Objectives Jian Ling Decoction (JLD) is often prescribed to improve hypertension-related symptoms in China. However, this treatment has not been systematically reviewed for its efficacy against essential hypertension (EH). This review aims to assess the current clinical evidence of JLD in the treatment of EH.
Design Seven electronic databases, including the Cochrane Central Register of Controlled Trials, PubMed, EMBASE, the Chinese National Knowledge Infrastructure (CNKI), the Chinese Scientific Journal Database (VIP), the Chinese Biomedical Literature Database (CBM) and the Wanfang Database, were searched up to March 2014. Randomised control trials (RCTs) comparing JLD or combined with antihypertensive drugs versus antihypertensive drugs were included. We assessed the methodological quality, extracted the valid data and conducted the meta-analysis according to criteria from the Cochrane group. The primary outcome was categorical or continuous blood pressure (BP), and the secondary outcome was quality of life (QOL).

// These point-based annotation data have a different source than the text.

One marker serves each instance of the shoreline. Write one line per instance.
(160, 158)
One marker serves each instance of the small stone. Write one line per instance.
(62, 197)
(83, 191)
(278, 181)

Results Ten trials (655 patients) with unclear-to-high risk of bias were identified. Meta-analysis showed that JLD used alone showed no BP reduction effect; however, improvement on QOL was found in the JLD group compared to antihypertensive drugs. A significant reduction in systolic and diastolic BP was observed for JLD plus antihypertensive drugs when compared with antihypertensive drugs alone. No serious adverse effects were reported.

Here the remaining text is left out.